Larry Summers is wrong. It's not about the top incomes versus the bottom. It's the top versus everyone else, by @DavidOAtkins

Larry Summers is wrong. It's not about the top incomes versus the bottom. It's the top versus everyone else

by David Atkins

This Politico article highlighting Home Depot founder Ken Lagone's latest foolishness comparing class consciousness rhetoric to Nazism is getting some decent attention. But there's one particular quote in it from our old friend Larry Summers that requires special examination:

“Reducing inequality is good, but it’s 50 times better to do it by lifting those up who are low than by tearing those down who are high,” said Larry Summers, the former treasury secretary whose bid to become Fed chair got derailed by the more liberal wing of the Democratic Party. “The politics of envy are the wrong politics in America. The better politics are the politics of inclusion where everyone shares in economic growth.”
This, perfectly encapsulated, is everything that is wrong with the neoliberalism and the upper echelons of Democratic Party politics today.

People like Larry Summers have an ingrained belief that life is pretty good for most Americans, and that all we need do is expand social equality while ensuring a basic safety net for "those who are low." That is a convenient fiction for men as wealthy as Summers.

In reality, the American middle class is struggling badly. Most who aren't in the top 10% of American incomes--and even many of those who are--are seeing their standards of living decline.

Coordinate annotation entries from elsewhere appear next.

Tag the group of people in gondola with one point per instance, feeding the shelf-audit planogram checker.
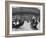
(18, 23)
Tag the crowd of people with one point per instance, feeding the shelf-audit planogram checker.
(20, 22)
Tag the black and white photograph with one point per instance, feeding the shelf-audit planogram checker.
(26, 18)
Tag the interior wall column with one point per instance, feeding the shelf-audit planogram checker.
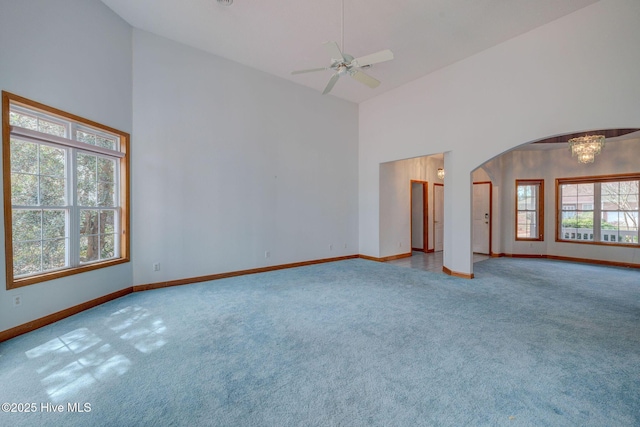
(458, 257)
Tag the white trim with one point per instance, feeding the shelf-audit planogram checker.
(39, 137)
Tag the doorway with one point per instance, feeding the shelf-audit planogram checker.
(482, 202)
(438, 217)
(419, 216)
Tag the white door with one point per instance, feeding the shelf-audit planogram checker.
(481, 217)
(438, 217)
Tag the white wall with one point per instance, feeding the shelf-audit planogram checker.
(75, 56)
(577, 73)
(231, 162)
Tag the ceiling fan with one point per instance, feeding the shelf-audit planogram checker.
(343, 63)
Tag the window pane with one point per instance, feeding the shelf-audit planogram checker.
(51, 128)
(23, 120)
(52, 191)
(54, 254)
(26, 225)
(107, 250)
(585, 193)
(87, 180)
(106, 194)
(569, 194)
(86, 137)
(53, 224)
(88, 222)
(89, 248)
(527, 227)
(26, 257)
(109, 143)
(24, 156)
(106, 170)
(24, 189)
(107, 221)
(52, 161)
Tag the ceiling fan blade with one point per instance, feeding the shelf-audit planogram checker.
(365, 78)
(334, 51)
(310, 70)
(331, 84)
(374, 58)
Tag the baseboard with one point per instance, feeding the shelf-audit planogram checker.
(450, 272)
(594, 261)
(52, 318)
(217, 276)
(384, 259)
(572, 259)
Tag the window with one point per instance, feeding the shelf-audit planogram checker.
(66, 193)
(608, 211)
(530, 209)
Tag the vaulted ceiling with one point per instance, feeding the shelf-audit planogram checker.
(280, 36)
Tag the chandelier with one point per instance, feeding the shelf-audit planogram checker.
(585, 148)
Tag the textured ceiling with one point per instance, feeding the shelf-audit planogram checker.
(280, 36)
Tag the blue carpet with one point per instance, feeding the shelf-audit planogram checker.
(351, 343)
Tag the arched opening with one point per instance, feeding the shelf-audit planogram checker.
(548, 204)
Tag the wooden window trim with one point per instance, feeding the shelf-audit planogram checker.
(12, 283)
(540, 210)
(586, 180)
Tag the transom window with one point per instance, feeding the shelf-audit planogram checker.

90% of Americans are working longer hours than ever before, with less job security than ever before. Staggering numbers of Americans are underemployed in jobs they hate. The costs of education, healthcare, childcare, housing and retirement are rising rapidly. Entire industries are disappearing almost overnight due to mechanization, outsourcing deskilling and flattening of the labor market.

People are scared and angry. They have every right to be. The top 1% of incomes are taking greater and greater shares of the wealth as everyone else stagnates or falls into decline.

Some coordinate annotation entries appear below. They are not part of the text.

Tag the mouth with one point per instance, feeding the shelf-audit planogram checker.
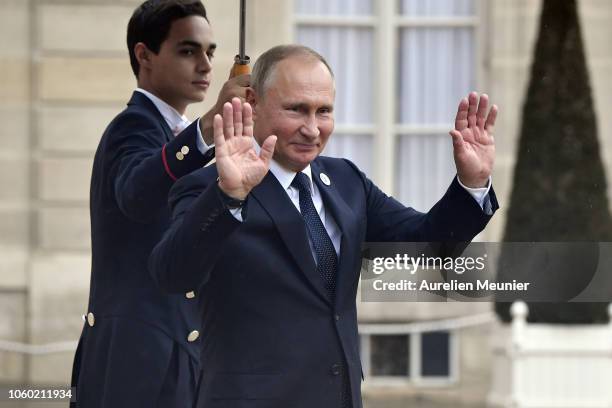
(305, 146)
(202, 84)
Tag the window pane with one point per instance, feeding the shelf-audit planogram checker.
(438, 7)
(334, 7)
(425, 169)
(436, 71)
(435, 354)
(349, 53)
(389, 355)
(356, 148)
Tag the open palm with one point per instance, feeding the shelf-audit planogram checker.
(240, 167)
(473, 142)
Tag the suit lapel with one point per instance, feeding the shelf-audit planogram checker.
(343, 215)
(140, 99)
(290, 225)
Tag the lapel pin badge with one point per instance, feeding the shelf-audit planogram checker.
(325, 179)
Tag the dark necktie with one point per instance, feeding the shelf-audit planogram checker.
(327, 260)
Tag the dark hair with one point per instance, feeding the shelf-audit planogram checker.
(263, 69)
(151, 22)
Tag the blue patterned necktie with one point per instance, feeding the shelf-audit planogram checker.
(327, 260)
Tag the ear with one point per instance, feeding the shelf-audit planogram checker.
(251, 98)
(143, 55)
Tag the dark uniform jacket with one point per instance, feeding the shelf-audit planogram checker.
(271, 336)
(139, 347)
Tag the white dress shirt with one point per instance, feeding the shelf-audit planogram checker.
(175, 120)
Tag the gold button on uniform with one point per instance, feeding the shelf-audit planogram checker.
(91, 320)
(193, 336)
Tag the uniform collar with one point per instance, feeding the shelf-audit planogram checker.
(175, 120)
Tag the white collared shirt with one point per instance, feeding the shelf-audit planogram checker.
(175, 120)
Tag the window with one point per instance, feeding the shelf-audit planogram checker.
(393, 358)
(401, 67)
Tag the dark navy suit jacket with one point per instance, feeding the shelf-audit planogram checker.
(271, 337)
(139, 334)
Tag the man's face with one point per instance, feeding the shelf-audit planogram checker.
(180, 73)
(297, 108)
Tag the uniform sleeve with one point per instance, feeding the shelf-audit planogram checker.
(144, 167)
(201, 225)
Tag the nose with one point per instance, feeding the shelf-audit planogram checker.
(310, 128)
(205, 64)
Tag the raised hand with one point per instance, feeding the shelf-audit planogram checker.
(240, 168)
(233, 87)
(473, 142)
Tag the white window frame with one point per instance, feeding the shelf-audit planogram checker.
(386, 23)
(415, 377)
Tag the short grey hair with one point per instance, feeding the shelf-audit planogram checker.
(264, 67)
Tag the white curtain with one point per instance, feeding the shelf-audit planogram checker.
(349, 51)
(356, 148)
(334, 7)
(438, 7)
(437, 68)
(425, 167)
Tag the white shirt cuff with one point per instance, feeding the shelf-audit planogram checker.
(202, 146)
(479, 194)
(237, 213)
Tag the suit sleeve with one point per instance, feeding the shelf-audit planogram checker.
(457, 217)
(144, 167)
(201, 226)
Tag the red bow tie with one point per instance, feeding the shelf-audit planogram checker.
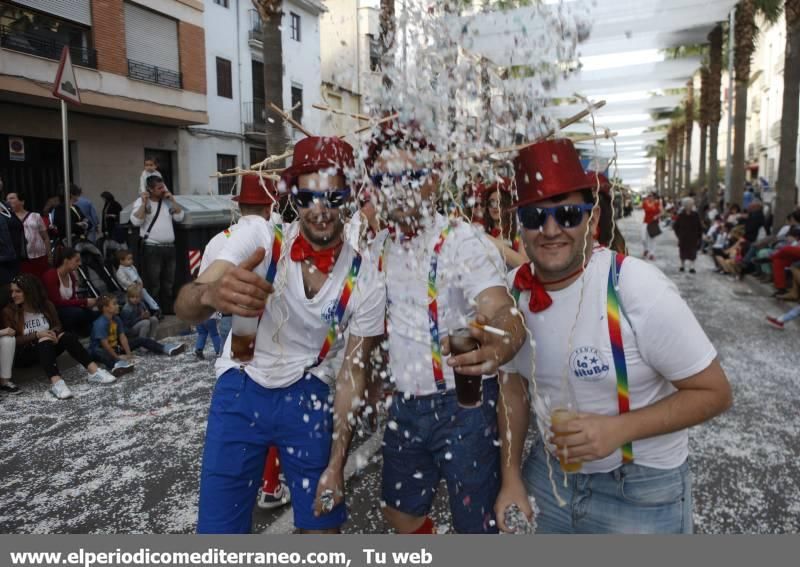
(323, 260)
(526, 280)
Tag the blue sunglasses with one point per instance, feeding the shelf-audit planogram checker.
(400, 176)
(304, 198)
(567, 216)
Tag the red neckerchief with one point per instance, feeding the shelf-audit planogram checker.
(527, 280)
(323, 260)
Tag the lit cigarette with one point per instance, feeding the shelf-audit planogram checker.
(489, 329)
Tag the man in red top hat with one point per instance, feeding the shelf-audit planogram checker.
(306, 286)
(620, 360)
(440, 276)
(256, 198)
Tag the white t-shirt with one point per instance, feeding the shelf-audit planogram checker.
(468, 264)
(35, 322)
(162, 231)
(668, 345)
(293, 328)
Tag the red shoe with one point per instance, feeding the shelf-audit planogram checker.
(775, 323)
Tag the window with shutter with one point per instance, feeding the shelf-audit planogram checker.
(224, 78)
(151, 40)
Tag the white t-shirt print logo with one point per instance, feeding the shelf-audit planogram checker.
(588, 364)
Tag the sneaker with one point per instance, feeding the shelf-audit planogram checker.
(775, 323)
(60, 390)
(121, 368)
(102, 376)
(174, 349)
(9, 387)
(268, 501)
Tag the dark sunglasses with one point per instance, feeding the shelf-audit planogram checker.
(567, 216)
(400, 176)
(304, 198)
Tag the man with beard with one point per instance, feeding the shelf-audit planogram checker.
(614, 338)
(305, 298)
(440, 275)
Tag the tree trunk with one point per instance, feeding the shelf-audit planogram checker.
(703, 123)
(786, 189)
(714, 109)
(276, 137)
(687, 165)
(745, 43)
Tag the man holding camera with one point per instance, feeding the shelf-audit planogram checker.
(153, 212)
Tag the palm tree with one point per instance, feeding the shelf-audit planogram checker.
(271, 15)
(689, 123)
(745, 33)
(387, 37)
(702, 120)
(786, 198)
(714, 109)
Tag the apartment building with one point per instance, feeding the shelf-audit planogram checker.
(234, 65)
(140, 68)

Functionally speaking, there is no way for everyone to share more in economic growth without taking back some of the ill-gotten wealth being hoarded by the top 1%. As Piketty's recent book demonstrates, letting inequality continue to spiral out of control is bad not just for the social fabric, but even for raw economic growth. That's not the politics of envy talking. That's basic economics and common sense.

But Summers' rhetoric is all too typical of the neoliberal error that has helped to seriously damage the Democratic Party's brand. As I said a couple of weeks ago:

Not surprisingly, the Left responded to this by cozying up to moneyed power and by shifting its focus away from questioning the assumptions of the flawed capitalist pseudo-meritocracy, and toward attempting to expand access to that meritocracy to everyone. That shift allowed the Left to hold together its social coalitions while maintaining access and influence to big money donors. The "era of big government was over." Trade protections for workers, regulations on the financial industry, and taxes on the wealthy were all eliminated by bipartisan consent. The left, meanwhile, became singularly focused on social issues and on making sure that the poorest Americans didn't suffer too badly in the brave new plutocracy.

And thus was born the "New Left" whose organizing principle is that society will be perfected when even a transgendered racial and religious minority can also become a plutocrat or head of state, so long as not too many people are dying on the street without access to food or healthcare. Toward that end, the New Left focused on electing politicians who would in turn appoint judges to help that withered vision become a reality.

As an organizing principle in a world of Rightist economic dominance, it's not completely terrible. But it's a guaranteed loser in the present as well as the near and long-term future.

The middle classes in industrialized countries are collapsing worldwide as the plutonomy grows ever more unequal. Households that already pushed women into the workforce to make up for wage deflation and inflation in housing costs no longer have anywhere to turn, except toward the sorts of multi-generational arrangements usually seen in less developed economies. The cost of both housing and education has skyrocketed to the point that younger generations have been basically squeezed out of the economy entirely even as older generations desperately cling to the remaining assets and social insurance they have. Technological change is causing entire industries to disappear almost overnight, with very few jobs to replace them--a trend that is rapidly accelerating.

The result of all of this negative change is a population that is appropriately scared, desperate, and angry. Both the poor and the middle class feel threatened and increasingly pessimistic. Opinions of elite institutions across the board are at an all time low. Whether on the right or left, few believe anymore that anyone in government, business, or politics is actually looking out for their interests. In a world like this, the move to ensure that every single individual in society has an equal, infinitesimal chance to become obscenely rich loses its moral force. The rhetoric around "making sure that no one is left behind" in starvation and penury is far less compelling when the entire middle class feels like it's being left behind.
If the Democratic Party wants to remain a vibrant force in an increasingly desperate future, it will turn away from the likes of Larry Summers and embrace the more populist rhetoric of Elizabeth Warren and Bill DeBlasio. It's not just good politics and good morals. It's good economics, too.